In de weken voorafgaand aan het voorstel ben ik misselijk. Hét telefoontje brengt me in een euforie en manie die alleen maar te vergelijken zijn met mijn gesteldheid na de geboorte van Jens. Van de adoptieprocedure moet ik langer herstellen dan van een keizersnee. Ik herken haar huiltjes al gauw uit vele. Ben verliefd op haar als op Jens en vind haar met afstand het allermooiste, allerliefste, allergrappigste en allerleukste kind van de hele wereld.
Almaz is zo ‘eigen’ als ‘eigen’ maar kan zijn. Eigenlijk is ze dat vanaf het allereerste begin geweest. Voor haar was het anders. Ze was al door zoveel handen verzorgd en op zoveel schouders getroost, dat wij eerst maar eens moesten bewijzen dat we blijvers waren. Ze liet ons al gauw haar genegenheid blijken en bloeide sneller op dan we voor mogelijk hadden gehouden. Maar het echte overgeven, het volledig op ons vertrouwen, ook onbewust, dat duurde langer.
Hechting is een proces van jaren en je weet niet wanneer het is voltooid. Of het ooit voltooien zal. Dat maakt je als adoptie-ouder onzeker. Je zoekt naar herkenningspunten, kijkt terug en stelt tevreden vast wat voor enorme stappen je kind heeft gemaakt. Maar schrikt ook van een terugval, die je vaak pas achteraf kunt plaatsen.
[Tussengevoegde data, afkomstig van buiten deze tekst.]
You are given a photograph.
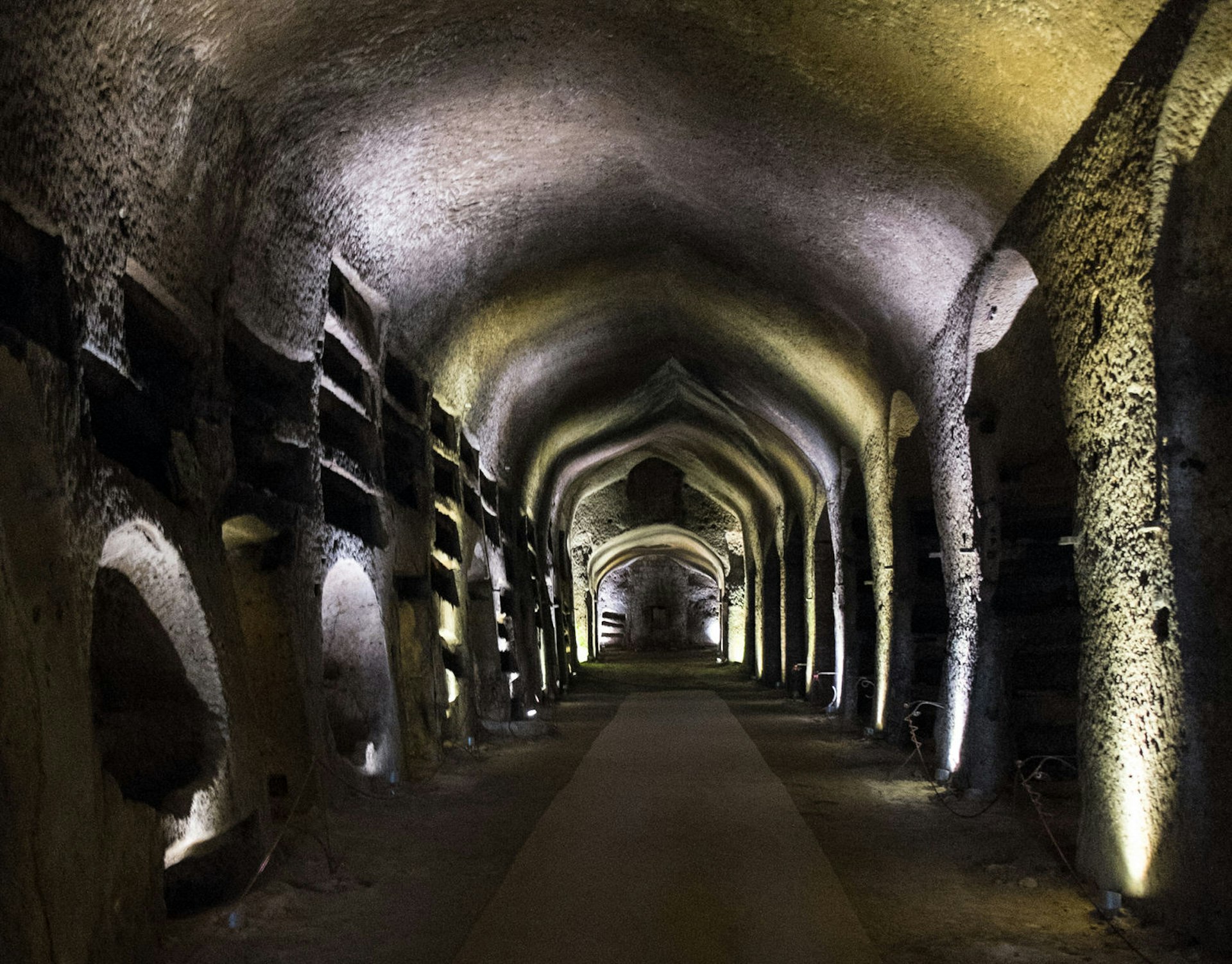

‘Mijn mama!’ roept Almaz nog wel twintig keer. Ons meisje, dat al zo lang op haar eigen kamertje slaapt en zelfs durft te logeren, dat verlegen achter me wegkruipt als iets nieuw en onbekend is, dat nu volkomen op ons en meer en meer op zichzelf vertrouwt – vindt ons net zo‘eigen’ als ‘eigen’ maar kan zijn. Ik luister nog even naar de muziek van haar prachtige woorden en til haar dan van de trampoline af. We gaan naar huis.